All these stereotypes are substitutes for real knowledge-which is never of anything so simple or permanent as a particular generalized image of foreigners-and are stimuli to national self satisfaction & disdain of other nations. …
Nationalism … is the strongest & most dangerous force at large today. It is usually the product of a wound inflicted by one nation on the pride or territory of another. …

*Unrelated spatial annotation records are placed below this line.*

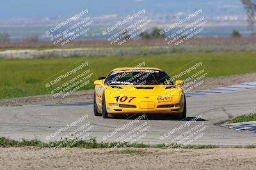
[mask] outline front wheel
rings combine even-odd
[[[106,101],[105,101],[105,94],[103,93],[102,95],[102,117],[104,118],[108,118],[108,113],[107,112],[107,109],[106,108]]]
[[[187,104],[186,104],[186,98],[184,99],[183,112],[180,114],[180,118],[184,119],[187,117]]]

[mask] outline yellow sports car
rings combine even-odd
[[[175,83],[163,70],[122,67],[94,81],[94,115],[164,113],[186,116],[183,81]]]

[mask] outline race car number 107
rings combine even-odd
[[[127,99],[129,99],[128,103],[131,103],[132,100],[136,98],[136,97],[127,97],[127,96],[123,96],[123,97],[120,97],[120,96],[116,96],[115,97],[116,99],[116,101],[118,102],[118,101],[120,102],[125,102]]]

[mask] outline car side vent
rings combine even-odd
[[[134,87],[136,89],[153,89],[154,87]]]
[[[165,89],[175,89],[175,86],[168,86],[165,88]]]
[[[123,89],[123,88],[122,88],[121,87],[119,87],[119,86],[111,86],[111,87],[113,89]]]

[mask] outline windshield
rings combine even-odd
[[[105,81],[107,85],[171,85],[169,76],[158,70],[114,71]]]

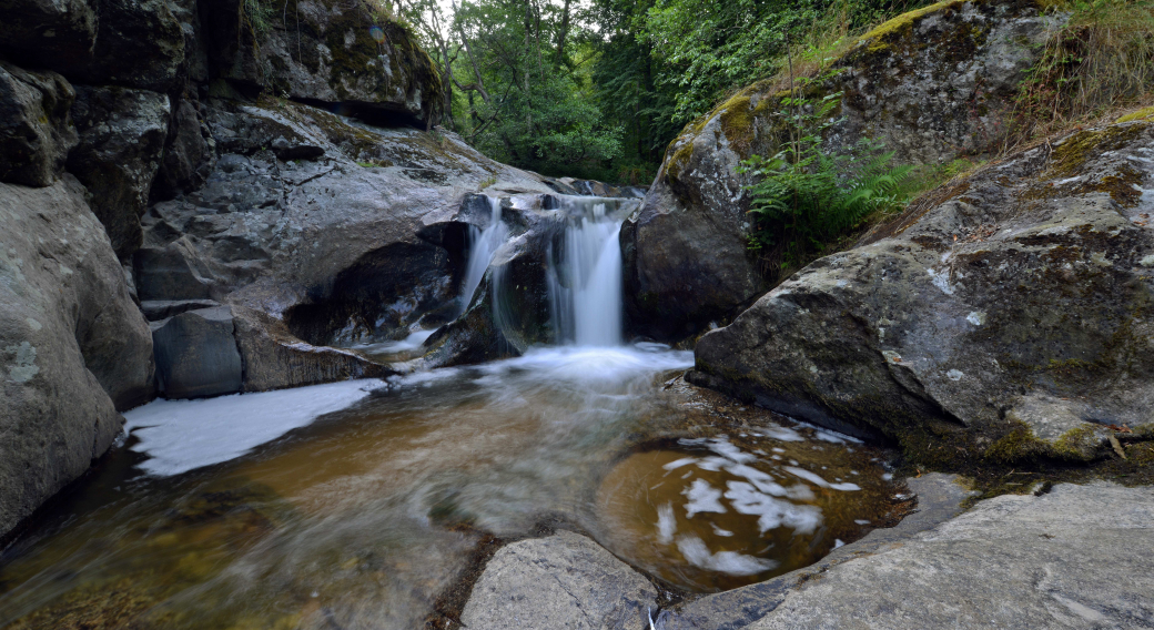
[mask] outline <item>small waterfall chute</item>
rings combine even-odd
[[[561,250],[549,255],[549,308],[560,343],[622,344],[621,225],[624,200],[561,197],[569,215]]]
[[[486,197],[489,201],[489,224],[484,230],[475,225],[469,226],[469,263],[465,268],[465,279],[460,284],[459,313],[464,313],[473,301],[477,287],[485,279],[485,272],[493,262],[493,256],[507,240],[509,227],[501,222],[501,200]]]

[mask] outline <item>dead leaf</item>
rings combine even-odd
[[[1122,442],[1118,442],[1118,438],[1112,435],[1110,436],[1110,445],[1114,447],[1114,452],[1118,453],[1118,457],[1126,458],[1126,451],[1122,448]]]

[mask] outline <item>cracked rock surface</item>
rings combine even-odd
[[[640,630],[655,600],[653,585],[600,545],[557,532],[497,552],[462,622],[471,630]]]
[[[1154,125],[1114,125],[951,182],[705,335],[690,380],[943,457],[1110,456],[1154,415],[1152,159]]]
[[[1154,628],[1152,549],[1152,488],[1005,495],[830,569],[743,630]]]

Conquest, enslavement of peoples, imperialism etc. are not fed just by greed or desire for glory, but have to justify themselves to themselves by some central idea: … the white man’s burden; communism; and the stereotypes of others as inferior or wicked. Only knowledge, carefully acquired & not by short cuts, can dispel this, even that won’t dispel human aggressiveness or dislike for the dissimilar (in skin, culture, religion) by itself. Still, education in history, anthropology, law (especially if they are “comparative” & not just of one’s own country as they usually are) helps.